20. Can I securely encrypt a volume located on SSD disk?

SSD disk has its own mechanism of re-distribution disk sectors - wear-leveling.

 

Provided that you follow the special recommendations for SSD disks, it is possible to encrypt SSD disk securely. Please take into account that if some sensitive data already resides on the disk before encryption, BCVE cannot give a 100% guarantee that all data will be encrypted: unencrypted data may exist on the SSD’s reserved area even after full encryption.
It is recommended to encrypt 100% of the disk first (for non-system volumes you can use 'quick initial encryption' option), and then input sensitive data on the SSD drive.

 

21. I would like to use the software in my native language. Where can I download a translated version of BCVE?

Jetico is only responsible for the English language version. Yet many of our users have kindly contributed translations of the software. Jetico appreciates our open global community of dedicated users and enables the distribution of these user-contributed translations.
Please check Options-->Software languages menu. If your language exists, please select it and the program will switch to the language. If it does not exist, and you would like to translate BCVE to your native language, contact Jetico Technical Support at This email address is being protected from spambots. You need JavaScript enabled to view it. .

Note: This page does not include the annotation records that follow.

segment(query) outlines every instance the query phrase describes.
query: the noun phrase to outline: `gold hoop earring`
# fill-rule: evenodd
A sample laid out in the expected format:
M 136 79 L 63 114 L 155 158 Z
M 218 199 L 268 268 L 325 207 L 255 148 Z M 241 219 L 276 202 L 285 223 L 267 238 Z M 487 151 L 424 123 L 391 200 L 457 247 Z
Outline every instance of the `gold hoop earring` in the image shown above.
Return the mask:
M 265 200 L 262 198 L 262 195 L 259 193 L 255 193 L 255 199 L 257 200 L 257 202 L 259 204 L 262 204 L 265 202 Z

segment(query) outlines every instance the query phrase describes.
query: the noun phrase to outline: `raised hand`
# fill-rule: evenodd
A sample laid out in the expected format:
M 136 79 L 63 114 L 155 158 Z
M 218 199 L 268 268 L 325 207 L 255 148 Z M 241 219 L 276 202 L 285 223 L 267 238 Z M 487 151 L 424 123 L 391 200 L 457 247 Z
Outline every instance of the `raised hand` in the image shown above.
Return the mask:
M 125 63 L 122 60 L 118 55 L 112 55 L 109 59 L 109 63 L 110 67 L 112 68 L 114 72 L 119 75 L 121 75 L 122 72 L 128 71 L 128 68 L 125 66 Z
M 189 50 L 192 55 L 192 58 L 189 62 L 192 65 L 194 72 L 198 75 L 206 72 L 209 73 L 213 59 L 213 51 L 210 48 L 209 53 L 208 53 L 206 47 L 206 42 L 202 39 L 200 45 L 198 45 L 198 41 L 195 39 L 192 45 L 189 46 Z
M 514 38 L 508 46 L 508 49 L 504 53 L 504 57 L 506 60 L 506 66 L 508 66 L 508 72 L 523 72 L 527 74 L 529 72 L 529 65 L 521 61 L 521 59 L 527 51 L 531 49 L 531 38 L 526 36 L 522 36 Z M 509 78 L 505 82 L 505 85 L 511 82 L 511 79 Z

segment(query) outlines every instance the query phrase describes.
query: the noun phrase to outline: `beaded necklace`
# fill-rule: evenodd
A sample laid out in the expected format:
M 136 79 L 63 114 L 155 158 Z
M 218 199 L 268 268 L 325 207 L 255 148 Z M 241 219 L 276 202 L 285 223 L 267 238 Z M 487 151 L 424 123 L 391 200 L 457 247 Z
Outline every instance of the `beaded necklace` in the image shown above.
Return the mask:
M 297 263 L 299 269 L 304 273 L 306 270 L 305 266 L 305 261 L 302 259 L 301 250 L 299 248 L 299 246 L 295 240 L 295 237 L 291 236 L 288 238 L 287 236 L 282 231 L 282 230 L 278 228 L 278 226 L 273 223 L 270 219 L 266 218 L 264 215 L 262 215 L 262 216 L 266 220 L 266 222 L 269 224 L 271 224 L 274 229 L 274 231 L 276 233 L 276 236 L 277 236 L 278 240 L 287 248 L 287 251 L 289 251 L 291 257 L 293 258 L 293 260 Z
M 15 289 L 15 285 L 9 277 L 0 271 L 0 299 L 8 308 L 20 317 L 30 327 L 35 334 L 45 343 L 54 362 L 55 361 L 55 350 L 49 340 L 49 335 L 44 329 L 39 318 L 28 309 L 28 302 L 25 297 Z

22. Can I encrypt my tablet with BestCrypt Volume Encryption? Are there any known issues with encrypted tablets?

Yes, BestCrypt Volume Encryption can be used to encrypt Windows-based tablets. The list of supported Windows operating systems and system requirements can be found at: www.jetico.com/Release_Notes/Jetico_Product_Release_Notes_BestCrypt_Volume_Encryption_v3.htm


NOTE: If you decide to encrypt the system volume of your tablet, a keyboard will be required to enter your password at boot time.

Unfortunately, touchscreen keyboard drivers are not yet loaded in the pre-boot environment (where BestCrypt Volume Encryption prompts for authentication). However, with a keyboard attached, the authentication process runs smoothly.

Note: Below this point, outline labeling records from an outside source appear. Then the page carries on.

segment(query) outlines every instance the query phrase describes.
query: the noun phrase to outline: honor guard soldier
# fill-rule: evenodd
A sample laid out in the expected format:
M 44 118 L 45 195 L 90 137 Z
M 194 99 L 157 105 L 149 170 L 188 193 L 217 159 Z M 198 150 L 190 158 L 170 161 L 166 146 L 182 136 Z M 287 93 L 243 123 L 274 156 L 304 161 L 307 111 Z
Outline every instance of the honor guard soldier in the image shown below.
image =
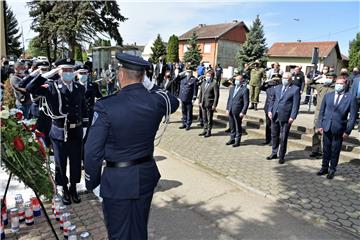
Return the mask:
M 99 85 L 92 82 L 89 77 L 89 68 L 85 65 L 75 67 L 76 77 L 81 85 L 85 87 L 85 113 L 83 118 L 83 127 L 90 127 L 94 115 L 95 100 L 102 97 Z
M 55 158 L 55 181 L 63 187 L 63 202 L 81 201 L 76 184 L 81 178 L 81 151 L 85 109 L 85 88 L 74 82 L 74 60 L 61 59 L 55 62 L 56 69 L 38 75 L 28 85 L 30 93 L 45 97 L 44 112 L 52 118 L 50 139 Z M 48 78 L 58 74 L 56 80 Z M 70 162 L 70 189 L 66 176 L 67 159 Z
M 179 101 L 143 83 L 149 62 L 125 53 L 116 58 L 121 91 L 95 103 L 85 143 L 86 188 L 92 191 L 101 182 L 109 239 L 147 239 L 151 200 L 160 178 L 153 158 L 155 135 Z

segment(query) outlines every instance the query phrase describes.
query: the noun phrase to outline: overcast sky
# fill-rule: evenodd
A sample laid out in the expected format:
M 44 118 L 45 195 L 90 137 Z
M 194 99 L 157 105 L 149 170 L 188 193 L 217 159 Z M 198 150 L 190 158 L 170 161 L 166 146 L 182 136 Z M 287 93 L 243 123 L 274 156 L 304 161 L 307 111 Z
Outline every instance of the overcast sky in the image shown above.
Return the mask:
M 271 2 L 226 1 L 119 1 L 120 12 L 128 18 L 120 23 L 124 43 L 146 44 L 158 33 L 167 41 L 172 34 L 181 35 L 203 24 L 244 21 L 248 27 L 257 14 L 264 25 L 268 47 L 282 41 L 338 41 L 348 55 L 349 41 L 360 32 L 360 1 Z M 11 0 L 19 23 L 23 26 L 25 45 L 35 36 L 26 1 Z M 294 19 L 298 19 L 294 20 Z

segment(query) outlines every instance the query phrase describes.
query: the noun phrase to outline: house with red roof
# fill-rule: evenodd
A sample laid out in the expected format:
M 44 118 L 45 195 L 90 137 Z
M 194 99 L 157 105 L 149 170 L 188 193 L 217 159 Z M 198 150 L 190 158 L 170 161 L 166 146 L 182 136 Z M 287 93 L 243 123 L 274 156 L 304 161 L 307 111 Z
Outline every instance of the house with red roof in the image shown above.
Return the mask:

For additional information on Surface Pro tablets, please see the next question.

Alternatively, you can move the encryption key to a USB stick and set BestCrypt Volume Encryption to use an empty password. In that case, your tablet will boot if the USB is plugged in. For more information, please see www.jetico.com/web_help/bcve3/html/04_usage/01_volume_encryption/05_moving_keys.htm
or the corresponding FAQ.

23. Can I encrypt my Surface Pro tablet with BestCrypt Volume Encryption?

Yes, BestCrypt Volume Encryption can be used to encrypt Surface Pro tablets.

NOTE: Surface-series tablets are shipped with Microsoft BitLocker device encryption pre-enabled. To avoid a software conflict, BitlLocker should be turned off and the device should be decrypted before installing BestCrypt Volume Encryption.

 

License & Support

24. Do you have a forum where BCVE issues are discussed?

Yes, we have the official Jetico forum

25. I purchased one year license of BCVE. What happens after license period ends? Are my encrypted volumes going to be decrypted? Is there any other limitation on functionality?

The volumes will still be encrypted and BestCrypt Volume Encryption (BCVE) has full functionality. The only limitation: software updates won't be allowed.